On a vu il y a peu avec 🔗Sirāt un exemple de film bifurquant en cours de route (c’est le cas de le dire) pour s’aventurer sur un chemin inattendu. Panopticon s’inscrit dans cette lignée, à ceci près qu’il emprunte plusieurs chemins en parallèle sans en lâcher aucun — chacun étant lié à un personnage gravitant autour de Sandro ; chacun étant aussi intéressant. Ainsi, d’un roman initiatique un peu bateau entre un ado fantasmant sur la mère de son copain exerçant un métier sensuel on glisse peu à peu dans un portrait plus vaste d’une génération, d’un pays.
Aux cheveux courts !
Pris en tenaille entre ses pulsions naissantes et le poids de la foi catholique dans laquelle il infuse chez sa grand-mère et au contact de son père en route le pour le monastère, l’ingénu Sandro vacille. Résultat ? Au lieu d’assumer ses désirs, il commet de menus larcins et affiche d’ostensibles positions de père-la-vertu bien éloignées de ses propres aspirations ou agissements — les vertus publiques, ces éternels remparts des vices cachés. Et par conformisme autant que par bêtise, il en vient à rejoindre un mouvement nationaliste sans être foncièrement politisé.

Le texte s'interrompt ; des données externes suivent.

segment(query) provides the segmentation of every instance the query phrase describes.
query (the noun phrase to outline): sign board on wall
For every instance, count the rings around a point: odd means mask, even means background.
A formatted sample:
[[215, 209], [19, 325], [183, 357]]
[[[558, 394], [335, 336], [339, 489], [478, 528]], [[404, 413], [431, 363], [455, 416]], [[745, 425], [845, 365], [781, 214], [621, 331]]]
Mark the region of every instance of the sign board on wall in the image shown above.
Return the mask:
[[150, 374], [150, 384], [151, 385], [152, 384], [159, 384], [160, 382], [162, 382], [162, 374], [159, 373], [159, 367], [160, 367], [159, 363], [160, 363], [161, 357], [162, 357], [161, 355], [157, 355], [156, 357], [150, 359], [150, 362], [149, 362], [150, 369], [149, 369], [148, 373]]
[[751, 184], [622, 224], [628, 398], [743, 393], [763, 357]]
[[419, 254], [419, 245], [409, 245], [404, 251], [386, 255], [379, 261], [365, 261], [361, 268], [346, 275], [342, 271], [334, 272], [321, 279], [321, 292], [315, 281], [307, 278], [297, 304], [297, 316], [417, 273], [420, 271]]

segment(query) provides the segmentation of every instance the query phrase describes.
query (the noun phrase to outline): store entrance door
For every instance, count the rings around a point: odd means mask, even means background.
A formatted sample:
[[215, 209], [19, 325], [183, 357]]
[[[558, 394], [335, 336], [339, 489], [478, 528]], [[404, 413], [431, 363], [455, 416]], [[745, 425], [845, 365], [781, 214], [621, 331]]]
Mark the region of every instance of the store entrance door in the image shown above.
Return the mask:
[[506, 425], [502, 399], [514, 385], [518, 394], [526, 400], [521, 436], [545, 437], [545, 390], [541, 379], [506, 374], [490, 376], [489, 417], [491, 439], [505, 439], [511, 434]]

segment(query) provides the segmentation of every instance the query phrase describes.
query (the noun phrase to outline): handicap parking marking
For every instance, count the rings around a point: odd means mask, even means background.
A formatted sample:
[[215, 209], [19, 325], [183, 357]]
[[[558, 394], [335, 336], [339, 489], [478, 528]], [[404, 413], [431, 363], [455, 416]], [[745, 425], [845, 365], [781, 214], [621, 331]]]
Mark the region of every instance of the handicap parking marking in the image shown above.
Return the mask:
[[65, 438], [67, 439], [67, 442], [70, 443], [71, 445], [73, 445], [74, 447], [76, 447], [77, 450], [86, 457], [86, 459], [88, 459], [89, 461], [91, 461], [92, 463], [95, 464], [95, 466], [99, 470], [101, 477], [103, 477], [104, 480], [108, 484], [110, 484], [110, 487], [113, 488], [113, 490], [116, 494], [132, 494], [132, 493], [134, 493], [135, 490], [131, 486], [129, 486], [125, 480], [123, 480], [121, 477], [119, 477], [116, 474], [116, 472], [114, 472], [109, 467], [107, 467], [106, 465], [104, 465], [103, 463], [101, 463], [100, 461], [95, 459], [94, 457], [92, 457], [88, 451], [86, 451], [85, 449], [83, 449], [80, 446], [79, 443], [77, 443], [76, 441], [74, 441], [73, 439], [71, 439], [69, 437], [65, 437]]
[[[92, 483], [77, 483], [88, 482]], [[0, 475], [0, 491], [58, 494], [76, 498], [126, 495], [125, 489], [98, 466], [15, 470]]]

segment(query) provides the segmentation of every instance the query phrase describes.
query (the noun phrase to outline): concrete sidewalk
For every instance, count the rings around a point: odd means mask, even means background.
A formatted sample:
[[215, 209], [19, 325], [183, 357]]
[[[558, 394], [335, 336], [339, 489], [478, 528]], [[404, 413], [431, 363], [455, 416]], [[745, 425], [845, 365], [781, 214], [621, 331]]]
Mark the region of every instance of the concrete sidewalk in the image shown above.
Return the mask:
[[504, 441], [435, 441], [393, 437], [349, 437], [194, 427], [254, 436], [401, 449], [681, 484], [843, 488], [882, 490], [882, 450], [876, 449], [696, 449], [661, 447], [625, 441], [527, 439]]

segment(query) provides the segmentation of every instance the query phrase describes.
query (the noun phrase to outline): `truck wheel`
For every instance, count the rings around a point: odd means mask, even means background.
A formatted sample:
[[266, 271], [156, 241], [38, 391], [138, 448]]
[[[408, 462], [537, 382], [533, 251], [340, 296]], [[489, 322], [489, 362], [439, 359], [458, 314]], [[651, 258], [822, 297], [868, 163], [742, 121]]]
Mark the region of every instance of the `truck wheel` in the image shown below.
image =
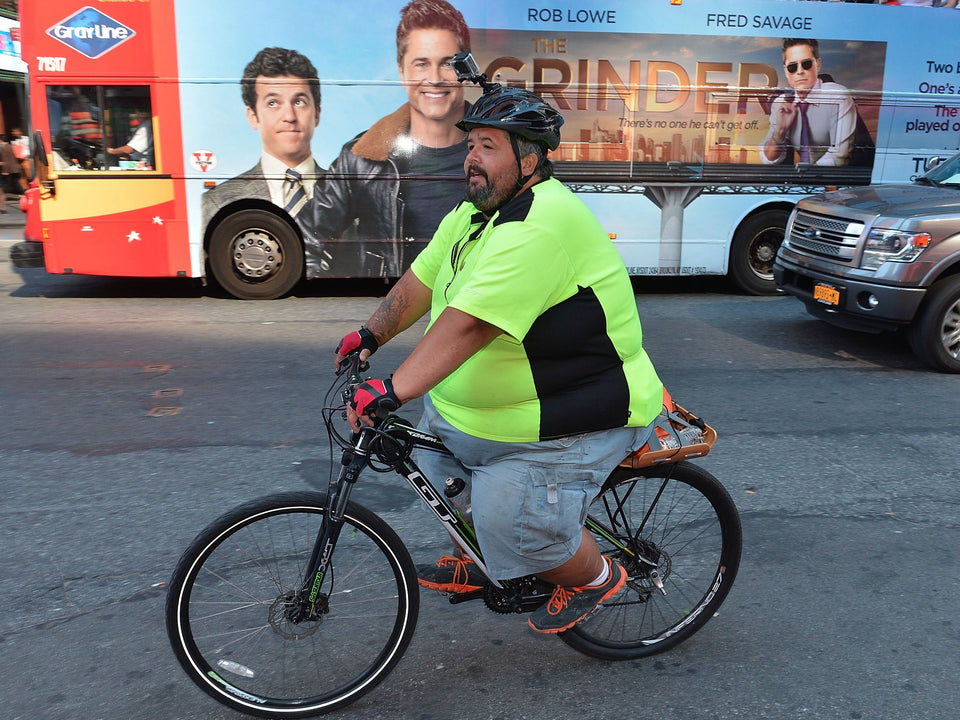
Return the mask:
[[907, 330], [918, 358], [942, 372], [960, 372], [960, 276], [934, 283]]
[[217, 225], [208, 249], [210, 272], [241, 300], [273, 300], [303, 277], [297, 232], [266, 210], [243, 210]]
[[787, 210], [763, 210], [751, 215], [733, 234], [730, 244], [730, 275], [737, 286], [751, 295], [776, 295], [773, 261], [783, 242]]

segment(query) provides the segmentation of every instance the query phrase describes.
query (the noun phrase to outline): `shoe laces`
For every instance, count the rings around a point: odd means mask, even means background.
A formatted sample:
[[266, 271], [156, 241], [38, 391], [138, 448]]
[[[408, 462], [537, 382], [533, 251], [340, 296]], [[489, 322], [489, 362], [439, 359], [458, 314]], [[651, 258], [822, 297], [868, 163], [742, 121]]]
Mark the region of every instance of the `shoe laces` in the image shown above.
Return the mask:
[[553, 595], [550, 596], [550, 601], [547, 603], [547, 612], [551, 615], [557, 615], [563, 612], [563, 609], [567, 607], [567, 603], [570, 602], [570, 598], [576, 594], [577, 591], [573, 588], [558, 585], [553, 589]]
[[470, 570], [467, 568], [467, 563], [473, 563], [473, 560], [462, 555], [460, 557], [442, 555], [437, 560], [437, 567], [453, 565], [453, 583], [462, 588], [470, 584]]

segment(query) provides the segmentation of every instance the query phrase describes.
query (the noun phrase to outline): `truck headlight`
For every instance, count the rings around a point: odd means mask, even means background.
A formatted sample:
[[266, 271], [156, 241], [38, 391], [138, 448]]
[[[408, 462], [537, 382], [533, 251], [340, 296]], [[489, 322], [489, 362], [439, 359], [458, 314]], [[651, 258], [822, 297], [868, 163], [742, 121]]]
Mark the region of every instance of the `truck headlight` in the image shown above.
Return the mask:
[[930, 246], [927, 233], [875, 228], [867, 234], [860, 267], [876, 270], [885, 262], [913, 262]]

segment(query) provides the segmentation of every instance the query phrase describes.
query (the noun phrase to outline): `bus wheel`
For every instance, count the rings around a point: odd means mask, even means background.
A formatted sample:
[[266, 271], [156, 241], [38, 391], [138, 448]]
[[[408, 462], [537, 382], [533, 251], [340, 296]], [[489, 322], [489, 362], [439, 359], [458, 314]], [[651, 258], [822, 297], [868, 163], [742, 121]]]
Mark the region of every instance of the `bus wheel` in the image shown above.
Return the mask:
[[744, 292], [775, 295], [773, 261], [783, 242], [787, 210], [763, 210], [744, 220], [730, 245], [730, 275]]
[[241, 300], [273, 300], [303, 276], [297, 232], [266, 210], [227, 217], [213, 231], [208, 255], [214, 279]]

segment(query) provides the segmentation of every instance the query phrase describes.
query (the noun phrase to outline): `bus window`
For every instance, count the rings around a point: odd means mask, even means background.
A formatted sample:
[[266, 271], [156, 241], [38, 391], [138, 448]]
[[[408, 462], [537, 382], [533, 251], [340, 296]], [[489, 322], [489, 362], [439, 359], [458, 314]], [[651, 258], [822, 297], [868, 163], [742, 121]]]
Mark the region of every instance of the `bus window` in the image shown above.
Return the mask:
[[54, 170], [155, 169], [147, 86], [52, 85], [47, 110]]

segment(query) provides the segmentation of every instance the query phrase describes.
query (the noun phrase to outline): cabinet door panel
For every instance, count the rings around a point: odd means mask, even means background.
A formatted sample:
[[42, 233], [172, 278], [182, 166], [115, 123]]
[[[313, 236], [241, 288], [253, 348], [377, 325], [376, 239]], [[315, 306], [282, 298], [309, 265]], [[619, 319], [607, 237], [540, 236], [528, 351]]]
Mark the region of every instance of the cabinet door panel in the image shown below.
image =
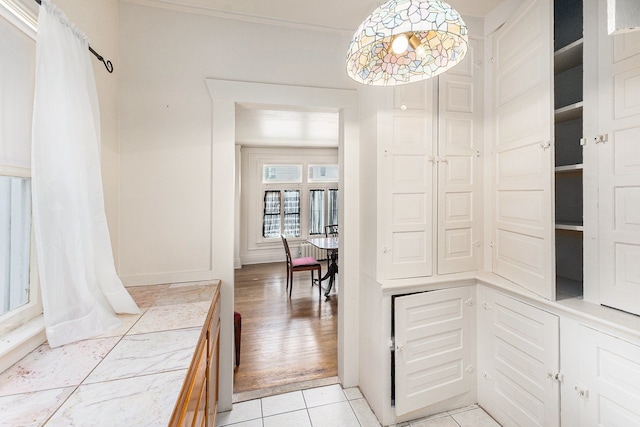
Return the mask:
[[464, 287], [395, 299], [396, 415], [471, 390], [471, 297]]
[[640, 347], [588, 327], [581, 335], [582, 425], [640, 425]]
[[558, 317], [485, 288], [478, 305], [479, 403], [503, 425], [558, 426]]
[[493, 271], [548, 299], [555, 299], [552, 23], [551, 2], [525, 2], [493, 39]]
[[[606, 2], [599, 2], [606, 15]], [[640, 32], [609, 36], [598, 26], [601, 134], [598, 144], [600, 302], [640, 314]]]
[[470, 44], [461, 70], [438, 82], [438, 274], [477, 268], [483, 74], [473, 62], [480, 45]]
[[433, 125], [425, 112], [378, 115], [379, 276], [433, 274]]

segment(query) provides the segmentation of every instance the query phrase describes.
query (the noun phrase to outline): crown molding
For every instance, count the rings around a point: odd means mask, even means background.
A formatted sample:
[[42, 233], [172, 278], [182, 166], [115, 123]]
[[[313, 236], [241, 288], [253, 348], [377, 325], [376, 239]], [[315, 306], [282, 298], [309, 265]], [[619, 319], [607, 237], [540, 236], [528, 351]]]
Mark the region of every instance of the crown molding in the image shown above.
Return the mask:
[[34, 40], [38, 29], [37, 11], [38, 6], [33, 0], [0, 0], [0, 16]]
[[[3, 0], [0, 0], [3, 1]], [[252, 15], [243, 12], [234, 12], [218, 9], [209, 6], [189, 4], [187, 1], [175, 0], [122, 0], [124, 3], [138, 4], [142, 6], [155, 7], [160, 9], [173, 10], [176, 12], [192, 13], [196, 15], [213, 16], [222, 19], [233, 19], [236, 21], [251, 22], [255, 24], [273, 25], [284, 28], [293, 28], [305, 31], [319, 31], [337, 33], [351, 36], [353, 29], [331, 27], [328, 25], [309, 24], [305, 22], [288, 21], [285, 19], [271, 18], [266, 16]]]

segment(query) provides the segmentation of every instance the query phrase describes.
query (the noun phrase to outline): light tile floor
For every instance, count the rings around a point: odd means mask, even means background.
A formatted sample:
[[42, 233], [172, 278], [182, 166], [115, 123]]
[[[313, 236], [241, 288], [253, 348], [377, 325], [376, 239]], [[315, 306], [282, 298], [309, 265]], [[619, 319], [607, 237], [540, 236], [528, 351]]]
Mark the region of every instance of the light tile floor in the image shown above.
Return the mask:
[[[223, 427], [380, 427], [357, 388], [339, 384], [293, 391], [235, 403], [220, 412], [216, 426]], [[500, 427], [477, 405], [443, 412], [395, 427]]]

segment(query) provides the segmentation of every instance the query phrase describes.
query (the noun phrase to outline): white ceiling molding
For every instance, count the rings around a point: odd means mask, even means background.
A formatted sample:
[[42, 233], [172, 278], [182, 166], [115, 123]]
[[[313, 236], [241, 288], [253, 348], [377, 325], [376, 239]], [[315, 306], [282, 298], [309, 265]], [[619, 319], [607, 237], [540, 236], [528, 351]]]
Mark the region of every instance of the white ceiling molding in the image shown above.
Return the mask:
[[190, 4], [184, 1], [175, 0], [122, 0], [125, 3], [139, 4], [142, 6], [156, 7], [168, 9], [177, 12], [192, 13], [197, 15], [213, 16], [223, 19], [234, 19], [237, 21], [252, 22], [255, 24], [273, 25], [285, 28], [294, 28], [298, 30], [322, 31], [330, 33], [340, 33], [350, 36], [354, 29], [345, 29], [331, 27], [328, 25], [317, 25], [306, 22], [296, 22], [286, 19], [272, 18], [267, 16], [253, 15], [249, 13], [236, 12], [231, 10], [219, 9], [211, 6], [201, 6]]
[[0, 16], [35, 40], [38, 4], [33, 0], [0, 0]]

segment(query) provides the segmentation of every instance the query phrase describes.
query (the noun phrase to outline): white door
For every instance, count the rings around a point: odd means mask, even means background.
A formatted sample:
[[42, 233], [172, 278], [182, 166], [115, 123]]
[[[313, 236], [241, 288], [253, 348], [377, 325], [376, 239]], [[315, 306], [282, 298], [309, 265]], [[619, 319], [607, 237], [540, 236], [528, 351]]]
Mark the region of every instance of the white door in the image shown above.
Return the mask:
[[493, 38], [493, 271], [555, 300], [549, 0], [526, 1]]
[[640, 314], [640, 32], [598, 30], [600, 302]]
[[471, 391], [472, 287], [397, 297], [394, 316], [396, 415]]
[[473, 271], [480, 250], [481, 43], [438, 77], [438, 274]]
[[580, 425], [640, 426], [640, 347], [583, 327], [580, 349]]
[[558, 316], [478, 291], [478, 399], [505, 426], [560, 425]]
[[430, 110], [378, 113], [378, 276], [433, 274], [434, 126]]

Les circonstances et la frustrations, comme souvent, suffisent à embrigader les brebis égarées.
Empruntant son titre à Foucault, George Sikharulidze illustre ce carcan dans lequel Sandro se trouve piégé : pour être “admis” dans le groupe auquel il aspire à appartenir, le jeune homme en accepte les lois tel le rasage de crâne, signe de reconnaissance et d’acceptation, contrastant avec la coupe de cheveux sensuelle opérée par la mère de son ami. Mais il renvoie aussi à cette photographie globale de cette Georgie contemporaine, égarée entre intranquillité et incertitude. Premier long métrage, Panopticon témoigne d’une remarquable acuité dans l’écriture des personnages et leur « mise en vie ». Prometteur pour la suite.

Panopticon (Panoptikoni) de George Sikharulidze (Géo.-Fr.-Rou.-It., 1h36) avec Malkhaz Abuladze, Data Chachua, Salome Gelenidz… En salle le 24 septembre 2025.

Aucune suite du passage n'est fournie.